If you take 30 g of protein and go for a run after a few hours, nothing particular happens. We have mechanisms capable of keeping blood sugar constant both if we consume many carbohydrates (insulin) and if we consume few (glucagon).
Let's focus on the action of the latter hormone. Glucagon promotes glycogenolysis in the liver (production of glucose from glycogen). In this way, a certain amount of glucose is released into the circulation which allows to keep the blood sugar constant.
Le stocks of glycogen of our organism are a very important parameter.
If these stocks are exhausted, before transforming the excess carbohydrates into fats, our body will try to recharge them until they are completely saturated.
If stocks are empty and a protein-rich dish with zero carbohydrates is consumed, a significant amount of protein will be used for energy.
In this case, if you go for a run, some of the energy will come from the demolition of amino acids.
Regarding the consumption of fat:
- if you are really low on glucose, fats cannot be burned for energy purposes because they need glucose and oxygen to be broken down.

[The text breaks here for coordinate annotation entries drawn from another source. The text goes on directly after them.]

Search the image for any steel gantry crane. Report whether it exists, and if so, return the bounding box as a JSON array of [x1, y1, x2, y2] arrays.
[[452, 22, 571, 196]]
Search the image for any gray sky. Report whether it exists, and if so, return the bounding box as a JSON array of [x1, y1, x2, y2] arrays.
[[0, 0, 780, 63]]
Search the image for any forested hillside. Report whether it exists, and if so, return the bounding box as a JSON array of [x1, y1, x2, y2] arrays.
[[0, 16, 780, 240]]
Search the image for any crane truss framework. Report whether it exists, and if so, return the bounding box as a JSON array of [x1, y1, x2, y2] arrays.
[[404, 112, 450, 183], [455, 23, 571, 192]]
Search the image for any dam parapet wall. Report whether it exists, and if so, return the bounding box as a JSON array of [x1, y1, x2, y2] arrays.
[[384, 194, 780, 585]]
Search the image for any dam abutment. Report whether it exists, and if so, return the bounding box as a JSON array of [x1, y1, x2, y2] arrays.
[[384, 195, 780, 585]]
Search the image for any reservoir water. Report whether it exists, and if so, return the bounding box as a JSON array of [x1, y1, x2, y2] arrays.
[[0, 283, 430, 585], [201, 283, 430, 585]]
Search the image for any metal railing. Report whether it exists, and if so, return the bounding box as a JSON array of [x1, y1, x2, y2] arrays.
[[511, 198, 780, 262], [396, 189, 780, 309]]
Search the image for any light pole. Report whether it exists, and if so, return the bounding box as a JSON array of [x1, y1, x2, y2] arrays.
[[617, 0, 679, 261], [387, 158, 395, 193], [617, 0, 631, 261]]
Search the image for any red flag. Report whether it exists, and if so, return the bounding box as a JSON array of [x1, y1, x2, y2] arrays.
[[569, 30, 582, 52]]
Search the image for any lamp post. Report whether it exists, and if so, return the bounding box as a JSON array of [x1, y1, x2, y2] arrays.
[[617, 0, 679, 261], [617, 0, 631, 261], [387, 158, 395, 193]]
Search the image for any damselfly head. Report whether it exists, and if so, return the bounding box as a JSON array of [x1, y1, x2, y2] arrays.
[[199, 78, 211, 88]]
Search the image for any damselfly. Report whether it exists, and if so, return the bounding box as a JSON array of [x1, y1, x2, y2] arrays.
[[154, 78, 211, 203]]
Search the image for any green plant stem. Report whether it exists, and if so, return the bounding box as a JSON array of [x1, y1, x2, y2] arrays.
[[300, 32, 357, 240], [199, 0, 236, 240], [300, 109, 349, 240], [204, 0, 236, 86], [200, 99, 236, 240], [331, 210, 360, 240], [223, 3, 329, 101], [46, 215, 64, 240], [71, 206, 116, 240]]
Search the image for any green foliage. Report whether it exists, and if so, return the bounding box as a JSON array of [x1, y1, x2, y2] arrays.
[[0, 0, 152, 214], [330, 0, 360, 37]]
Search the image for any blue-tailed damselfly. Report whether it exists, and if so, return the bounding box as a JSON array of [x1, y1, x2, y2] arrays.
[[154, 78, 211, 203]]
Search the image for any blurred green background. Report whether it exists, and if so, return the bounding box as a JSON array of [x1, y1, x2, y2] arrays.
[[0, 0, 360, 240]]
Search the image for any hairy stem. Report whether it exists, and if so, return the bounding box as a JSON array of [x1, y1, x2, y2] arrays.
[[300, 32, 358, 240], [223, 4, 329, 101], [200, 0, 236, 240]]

In these cases the fats are transformed into ketones and feed the brain, which cannot use other nutrients except glucose and ketone bodies.
- if you have some glucose left but you still train in hypoglycemic conditions your body will tend to preserve the little glucose left by burning mainly fat.
The latter situation is more likely, while the former occurs only after "very" prolonged fasting.
We must not neglect the discussion on the optimal training intensity. In this regard, I refer you to reading the article Aerobic activity and fat burning which ends with a sentence that should make you think, given that you are a bodybuilder: "to lose weight, it is therefore advisable to go through the increase of lean mass".